When the temperature change amount is not equal to or smaller than the threshold value Th1 (S204: No), the controller 200 determines whether the temperature change amount is equal to or larger than the threshold value Th2 (S205).

When the temperature change amount is equal to or larger than the threshold value Th2 (S205: Yes), the controller 200 executes the training operation (S206). Along with the start of the training operation, in step S207, the controller 200 updates the reference value of the temperature change by a method similar to that in step S201, and the control transitions to step S202.

When the temperature change amount is not equal to or larger than the threshold value Th2 (S205: No), the controller 200 determines whether the write operation to be executed next is a write operation executed for the first time after the temperature change amount exceeds the threshold value Th1 (S208).

When the write operation to be executed next is a write operation executed for the first time after the temperature change amount exceeds the threshold value Th1 (S208: Yes), the controller 200 executes the latch test write operation.

The controller 200 first executes the data-in operation of transferring lower page data (S209). Then, in step S210, the controller 200 executes the data-out operation of acquiring the lower page data that is transferred to the memory chip 100 by the data-in operation and stored in the data register 111 of the memory chip 100. The controller 200 determines the number of error bits of the lower page data acquired from the memory chip 100 (S211). Then, the controller 200 compares the number of error bits with the threshold value Th_err1.

When the number of error bits is larger than the threshold value Th_err1 (S212: Yes), the controller 200 interrupts the write operation (S213), and the control transitions to step S206. That is, the controller 200 executes the training operation (S206).
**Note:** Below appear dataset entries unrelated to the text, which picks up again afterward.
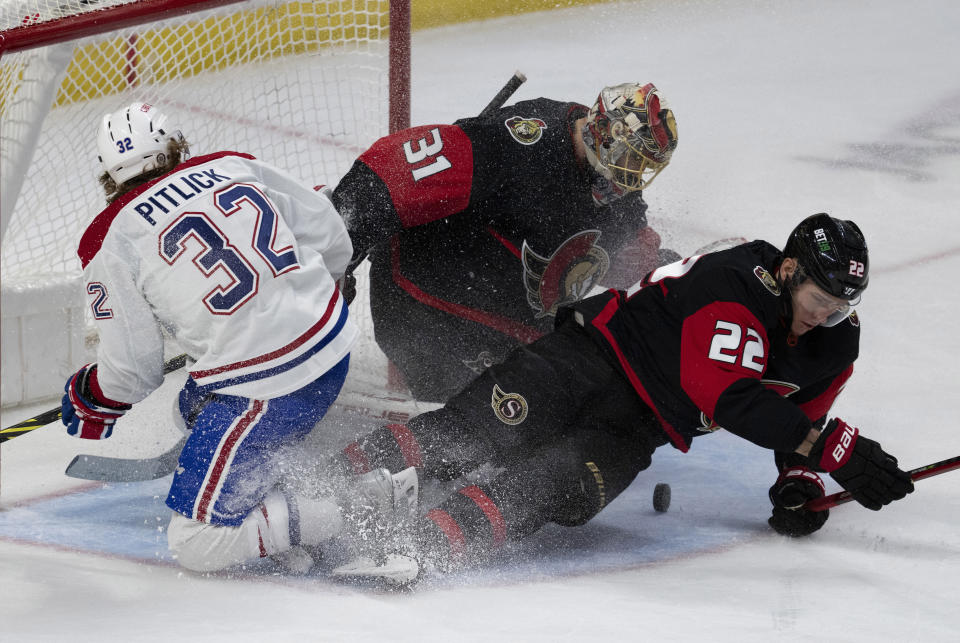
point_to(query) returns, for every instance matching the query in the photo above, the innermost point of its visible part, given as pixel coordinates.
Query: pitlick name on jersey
(171, 194)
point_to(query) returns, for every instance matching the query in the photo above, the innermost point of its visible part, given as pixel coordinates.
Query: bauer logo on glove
(85, 411)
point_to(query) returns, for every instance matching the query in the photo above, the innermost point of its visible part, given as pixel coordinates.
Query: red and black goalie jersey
(488, 219)
(704, 343)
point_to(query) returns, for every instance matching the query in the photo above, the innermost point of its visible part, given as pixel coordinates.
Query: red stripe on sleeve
(428, 171)
(600, 323)
(490, 509)
(820, 405)
(509, 327)
(449, 526)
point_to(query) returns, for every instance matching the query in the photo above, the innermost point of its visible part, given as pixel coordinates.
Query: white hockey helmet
(630, 135)
(135, 140)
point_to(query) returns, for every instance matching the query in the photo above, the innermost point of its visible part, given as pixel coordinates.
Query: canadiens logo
(785, 389)
(525, 130)
(510, 408)
(565, 276)
(767, 280)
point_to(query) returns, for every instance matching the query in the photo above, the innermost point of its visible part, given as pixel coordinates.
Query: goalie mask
(135, 140)
(629, 135)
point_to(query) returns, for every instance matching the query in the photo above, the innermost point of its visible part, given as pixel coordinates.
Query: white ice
(784, 109)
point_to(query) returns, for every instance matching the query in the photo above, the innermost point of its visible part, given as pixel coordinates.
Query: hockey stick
(919, 473)
(107, 469)
(51, 416)
(505, 92)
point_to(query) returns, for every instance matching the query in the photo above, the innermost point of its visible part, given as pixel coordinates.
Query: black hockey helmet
(833, 253)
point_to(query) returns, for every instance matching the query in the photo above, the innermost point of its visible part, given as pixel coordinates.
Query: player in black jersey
(478, 232)
(751, 339)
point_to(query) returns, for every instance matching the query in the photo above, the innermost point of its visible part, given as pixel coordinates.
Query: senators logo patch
(525, 130)
(510, 408)
(565, 276)
(767, 280)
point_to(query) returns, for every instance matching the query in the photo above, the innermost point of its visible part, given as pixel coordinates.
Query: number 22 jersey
(705, 343)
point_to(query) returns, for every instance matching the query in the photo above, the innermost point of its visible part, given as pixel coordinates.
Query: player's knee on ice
(271, 528)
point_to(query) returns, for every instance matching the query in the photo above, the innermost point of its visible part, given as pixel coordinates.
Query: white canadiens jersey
(237, 260)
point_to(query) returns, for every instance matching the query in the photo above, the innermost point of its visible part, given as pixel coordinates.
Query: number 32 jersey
(237, 260)
(705, 344)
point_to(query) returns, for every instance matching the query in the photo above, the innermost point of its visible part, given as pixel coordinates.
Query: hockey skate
(380, 517)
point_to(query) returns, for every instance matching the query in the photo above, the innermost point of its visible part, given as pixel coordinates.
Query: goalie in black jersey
(479, 231)
(751, 339)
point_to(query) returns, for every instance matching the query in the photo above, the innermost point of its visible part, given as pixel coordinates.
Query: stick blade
(105, 469)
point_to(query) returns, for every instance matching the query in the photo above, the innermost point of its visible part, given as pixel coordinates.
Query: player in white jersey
(237, 260)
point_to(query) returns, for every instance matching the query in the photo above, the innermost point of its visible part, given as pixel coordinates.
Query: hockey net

When the number of error bits is not larger than the threshold value Th_err1 (S212: No), the controller 200 continues the write operation (S214), and the control transitions to step S204.

When the write operation to be executed next is not a write operation executed for the first time after the temperature change amount exceeds the threshold value Th1 (S208: No), the controller 200 determines whether the write operation to be executed next is the M-th write operation executed after the temperature change amount exceeds the threshold value Th1 (S215).

When the write operation to be executed next is the M-th write operation executed after the temperature change amount exceeds the threshold value Th1 (S215: Yes), the controller 200 executes the normal write operation (S216). Then, the control transitions to step S206. That is, the controller 200 executes the training operation (S206).

When the write operation to be executed next is not the M-th write operation executed after the temperature change amount exceeds the threshold value Th1 (S215: No), the controller 200 determines whether the write operation to be executed next is the N-th write operation from the last latch test write operation (S217).

When the write operation to be executed next is the N-th write operation from the last latch test write operation (S217: Yes), the controller 200 executes the latch test write operation. Note that, the threshold value Th_err2 is used instead of the threshold value Th_err1.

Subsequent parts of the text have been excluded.